Heap data estimator.

The datasize crate allows estimating the amount of heap memory used by a value. It does so by providing or deriving an implementation of the DataSize trait, which knows how to calculate the size for many std types and primitives.

The aim is to get a reasonable approximation of memory usage, especially with variably sized types like Vecs. While it is acceptable to be a few bytes off in some cases, any user should be able to easily tell whether their memory is growing linearly or logarithmically by glancing at the reported numbers.

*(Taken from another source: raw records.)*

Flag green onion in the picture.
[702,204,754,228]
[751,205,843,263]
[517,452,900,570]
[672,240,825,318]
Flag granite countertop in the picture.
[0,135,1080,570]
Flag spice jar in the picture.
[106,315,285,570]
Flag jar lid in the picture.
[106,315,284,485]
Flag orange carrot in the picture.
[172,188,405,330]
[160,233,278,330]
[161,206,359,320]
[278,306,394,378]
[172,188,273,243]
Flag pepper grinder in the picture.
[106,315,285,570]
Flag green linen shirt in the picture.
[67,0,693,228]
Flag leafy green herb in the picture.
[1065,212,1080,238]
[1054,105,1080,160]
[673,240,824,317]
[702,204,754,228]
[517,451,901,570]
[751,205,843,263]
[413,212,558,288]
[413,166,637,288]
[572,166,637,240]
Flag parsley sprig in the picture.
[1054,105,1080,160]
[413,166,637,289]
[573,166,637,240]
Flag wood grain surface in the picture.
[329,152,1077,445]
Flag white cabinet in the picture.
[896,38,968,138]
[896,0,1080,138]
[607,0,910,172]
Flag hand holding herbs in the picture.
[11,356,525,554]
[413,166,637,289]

The crate does not take alignment or memory layouts into account, or unusual behavior or optimizations of allocators. It is depending entirely on the data inside the type, thus the name of the crate.

General usage

For any type that implements DataSize, the data_size convenience function can be used to guess the size of its heap allocation:

use datasize::data_size;

let data: Vec<u64> = vec![1, 2, 3];
assert_eq!(data_size(&data), 24);

Types implementing the trait also provide two additional constants, IS_DYNAMIC and STATIC_HEAP_SIZE.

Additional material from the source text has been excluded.